Guernsey persisted with strict travel restrictions throughout last year, but within the island life continued unrestricted once lockdown ended in June.
Jersey, where tourism is a larger economic driver, was more open with its borders, but ended up battling a surge in cases in November, bringing in strict restrictions in December, closing non-essential businesses again.
Both islands provided different financial support measures.
GDP, a measure of the size of the economy, is predicted to have fallen in Guernsey by 8% in 2020, and by 7.7% in Jersey.

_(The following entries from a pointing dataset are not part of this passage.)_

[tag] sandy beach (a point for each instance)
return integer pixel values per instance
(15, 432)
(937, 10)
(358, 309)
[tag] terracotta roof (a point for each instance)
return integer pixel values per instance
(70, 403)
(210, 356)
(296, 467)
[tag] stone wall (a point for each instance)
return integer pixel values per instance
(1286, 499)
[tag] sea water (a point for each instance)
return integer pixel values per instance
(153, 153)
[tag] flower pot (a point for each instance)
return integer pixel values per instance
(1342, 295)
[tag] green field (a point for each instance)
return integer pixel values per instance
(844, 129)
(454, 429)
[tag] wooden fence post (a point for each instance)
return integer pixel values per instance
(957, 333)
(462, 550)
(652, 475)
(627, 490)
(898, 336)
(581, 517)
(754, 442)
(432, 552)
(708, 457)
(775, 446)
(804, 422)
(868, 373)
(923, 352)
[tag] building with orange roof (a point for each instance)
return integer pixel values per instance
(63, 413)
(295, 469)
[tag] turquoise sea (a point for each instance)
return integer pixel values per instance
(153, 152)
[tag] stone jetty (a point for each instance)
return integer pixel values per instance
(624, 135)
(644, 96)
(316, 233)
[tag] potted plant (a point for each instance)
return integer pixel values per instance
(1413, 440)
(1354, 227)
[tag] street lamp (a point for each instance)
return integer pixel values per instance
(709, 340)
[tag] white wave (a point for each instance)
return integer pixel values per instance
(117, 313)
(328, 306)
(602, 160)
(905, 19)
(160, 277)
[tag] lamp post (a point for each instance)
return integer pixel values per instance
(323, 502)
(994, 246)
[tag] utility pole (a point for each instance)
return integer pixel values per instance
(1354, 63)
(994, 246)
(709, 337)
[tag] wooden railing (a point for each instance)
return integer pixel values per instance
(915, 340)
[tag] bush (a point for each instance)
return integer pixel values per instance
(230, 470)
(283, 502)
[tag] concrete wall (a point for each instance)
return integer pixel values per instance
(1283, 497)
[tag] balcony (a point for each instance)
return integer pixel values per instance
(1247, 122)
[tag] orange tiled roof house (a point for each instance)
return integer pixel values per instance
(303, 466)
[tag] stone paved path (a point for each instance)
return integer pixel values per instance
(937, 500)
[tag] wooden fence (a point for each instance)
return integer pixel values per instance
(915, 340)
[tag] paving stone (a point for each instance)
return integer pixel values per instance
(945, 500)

Both islands are expected to post strong recoveries next year as activity that was paused restarts and the wider economy gains momentum, S&P says.
Guernsey’s GDP is expected to grow by 4.8% in 2021, before slowing to 2.5% in 2022, and 2% in the following two years.
Jersey should increase by 3.2% this year, and then 1.9%, 1.1% and 1%.
GDP per capita provides comparisons which help eliminate the effects of the different population sizes.
Guernsey is consistently higher than Jersey and the gap is only set to widen.
In nominal terms, it rises from $62,800 in 2020 to $79,300 in 2024 in Guernsey, and from $55,200 to $65,100 over that time in Jersey.
Unemployment is historically higher in Jersey, although 2019 was an exception when the rate there was 2.4% and in Guernsey it was 2.7%.
Covid-19 hit Jersey’s figure harder, as it rose to 5.5% over 2020.
Guernsey peak was 3.1%.
It is expected to fall back to 1.8% next year here, staying static, while Jersey should fall to 4% in 2021 and 3.7% in 2022.
The data also indicates that government revenues held up better in Guernsey, as a % of GDP they remained fairly static between 2019 (24.5%) and 2020 (24.1%), whereas they fell in Jersey from 24.6% to 19.5% in that time.
Spending when measured against the size of the economy was slightly higher in Guernsey in 2020.